– Как тебе подходит, прям к наряду, – заметила торговка.

– Да, красивая. Но, верно, дорогая?

– Так красота для молодой девки дороже.

– Давай я подарю тебе эту ленту, душа моя, – вдруг прошептал мужской голос у самого уха.

Дара обернулась и чуть не отскочила в сторону.

Перед ней стоял высокий юноша. Светлые волосы свисали на лоб, в ухе болталась – вот диво – изумрудная серьга, а красивые, слишком пухлые для мужчины губы изогнулись в улыбке. Он был одет как никто другой на ярмарке: в кожаные сапоги и яркий зелёный плащ. Дара смутилась и едва смогла ответить:

– Не нужно.

– Отчего нет? Мне не жалко для тебя, – его голос был приятный, нежный и шептал по-особому мягко. Никто так не говорил у них в деревне.

– Мне не нужны подарки от незнакомцев, – Дара невольно попятилась. Он стоял слишком близко.

– Так мы познакомимся, – прошептал юноша ещё нежнее. – Я Милош. А тебя как звать, душа моя?

Дара скривила губы. Она наконец распознала этот говор: так по-змеиному шептали всегда рдзенцы. И вышивка на его одежде тоже была нездешней, чужой.

Торговка чуть не перевернула лоток, подслушивая их разговор.

– Как родители нарекли, так и звать, да не твоего это ума дело, – Дара бросила небрежно ленту и попятилась от торговки и рдзенца.

Ещё не хватало, чтобы местные увидели её рядом с ним! Ратиславцы не забыли обиду, нанесённую соседями. Помнили они и все войны, и коварное убийство князя с княгиней. Может, в лицо рдзенцам не плевали при встрече, но ненависть к ним не утихла.

Дара вернулась к своим мешкам, села на один из них, другой выдвинула перед собой, чтобы никто не подошёл близко.

Но Милош не отставал.

– Какая ты сердитая. Со всеми такая недружелюбная или я чем не угодил?

– Со всеми, кто ведёт себя бесстыдно и ерунду всякую мелет.

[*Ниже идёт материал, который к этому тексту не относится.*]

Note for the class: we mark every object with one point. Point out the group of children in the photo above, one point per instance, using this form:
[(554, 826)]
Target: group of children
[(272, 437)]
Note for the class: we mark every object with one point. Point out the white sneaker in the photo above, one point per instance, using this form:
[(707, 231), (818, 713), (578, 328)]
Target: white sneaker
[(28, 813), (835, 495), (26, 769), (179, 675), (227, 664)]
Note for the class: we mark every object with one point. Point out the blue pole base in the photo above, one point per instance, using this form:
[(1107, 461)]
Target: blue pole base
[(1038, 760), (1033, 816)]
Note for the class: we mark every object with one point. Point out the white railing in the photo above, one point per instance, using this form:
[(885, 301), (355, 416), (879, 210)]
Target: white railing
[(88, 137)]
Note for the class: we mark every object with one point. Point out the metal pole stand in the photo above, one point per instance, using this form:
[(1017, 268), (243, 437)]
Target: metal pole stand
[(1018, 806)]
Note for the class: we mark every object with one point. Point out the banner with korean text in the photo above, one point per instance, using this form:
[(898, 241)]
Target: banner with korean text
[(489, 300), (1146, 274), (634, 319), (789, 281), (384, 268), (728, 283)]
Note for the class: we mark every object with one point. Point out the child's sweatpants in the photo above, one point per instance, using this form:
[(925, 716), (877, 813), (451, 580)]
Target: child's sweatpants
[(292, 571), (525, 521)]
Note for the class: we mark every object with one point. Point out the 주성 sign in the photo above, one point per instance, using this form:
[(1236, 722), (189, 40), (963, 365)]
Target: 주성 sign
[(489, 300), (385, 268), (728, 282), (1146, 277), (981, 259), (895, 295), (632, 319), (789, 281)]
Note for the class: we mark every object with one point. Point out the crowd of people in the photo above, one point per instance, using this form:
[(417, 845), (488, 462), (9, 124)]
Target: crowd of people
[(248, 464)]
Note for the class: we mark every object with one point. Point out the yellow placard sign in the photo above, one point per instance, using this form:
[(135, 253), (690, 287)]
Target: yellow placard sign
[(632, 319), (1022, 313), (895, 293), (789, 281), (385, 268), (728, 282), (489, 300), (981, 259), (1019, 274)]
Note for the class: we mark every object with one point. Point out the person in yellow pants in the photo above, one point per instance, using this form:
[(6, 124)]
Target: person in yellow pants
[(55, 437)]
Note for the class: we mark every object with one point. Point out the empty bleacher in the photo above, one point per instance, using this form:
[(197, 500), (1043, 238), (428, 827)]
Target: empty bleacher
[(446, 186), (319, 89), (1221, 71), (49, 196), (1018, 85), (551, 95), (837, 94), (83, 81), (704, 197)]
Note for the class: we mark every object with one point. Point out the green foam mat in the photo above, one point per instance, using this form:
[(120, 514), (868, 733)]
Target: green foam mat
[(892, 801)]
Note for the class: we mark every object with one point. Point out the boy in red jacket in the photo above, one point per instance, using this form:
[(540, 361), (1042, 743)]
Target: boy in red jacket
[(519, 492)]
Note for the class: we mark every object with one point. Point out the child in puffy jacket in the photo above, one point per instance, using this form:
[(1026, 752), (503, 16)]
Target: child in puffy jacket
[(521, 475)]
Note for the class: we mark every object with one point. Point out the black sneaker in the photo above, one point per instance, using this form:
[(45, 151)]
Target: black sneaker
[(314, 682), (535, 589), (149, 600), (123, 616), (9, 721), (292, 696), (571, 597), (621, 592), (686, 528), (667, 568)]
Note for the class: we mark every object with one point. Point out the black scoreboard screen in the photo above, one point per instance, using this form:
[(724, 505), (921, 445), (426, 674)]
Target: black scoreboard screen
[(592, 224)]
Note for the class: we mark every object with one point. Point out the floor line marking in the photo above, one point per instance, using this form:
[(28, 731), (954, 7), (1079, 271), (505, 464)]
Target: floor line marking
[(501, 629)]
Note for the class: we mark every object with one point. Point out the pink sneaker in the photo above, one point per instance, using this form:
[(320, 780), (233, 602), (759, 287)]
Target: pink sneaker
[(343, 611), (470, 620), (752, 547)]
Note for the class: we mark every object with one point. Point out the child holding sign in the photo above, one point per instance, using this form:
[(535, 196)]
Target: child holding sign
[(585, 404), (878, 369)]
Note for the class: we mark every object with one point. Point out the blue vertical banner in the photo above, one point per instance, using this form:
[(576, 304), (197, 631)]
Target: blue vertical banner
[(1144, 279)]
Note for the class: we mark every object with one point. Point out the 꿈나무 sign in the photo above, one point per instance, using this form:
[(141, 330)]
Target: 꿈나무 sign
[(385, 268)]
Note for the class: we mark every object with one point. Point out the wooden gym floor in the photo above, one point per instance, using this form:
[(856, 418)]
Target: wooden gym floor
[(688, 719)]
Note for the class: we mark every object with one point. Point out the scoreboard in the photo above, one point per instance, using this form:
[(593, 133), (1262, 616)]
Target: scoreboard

Дара пыталась отыскать взглядом сестру, но нигде её не видела. А рдзенец всё не сдавался.

– Для деревенской девки ты слишком заносчива.

– Для рдзенского пса ты предсказуемо брехлив.

Торговка лентами втиснулась между Милошем и мешком.

– Так что, купишь для девицы подарок? Она сразу ласковее с тобой станет. Шёлк с самого Айоса.

– Я скорее удавлюсь, – процедила Дара, но этого никто не услышал.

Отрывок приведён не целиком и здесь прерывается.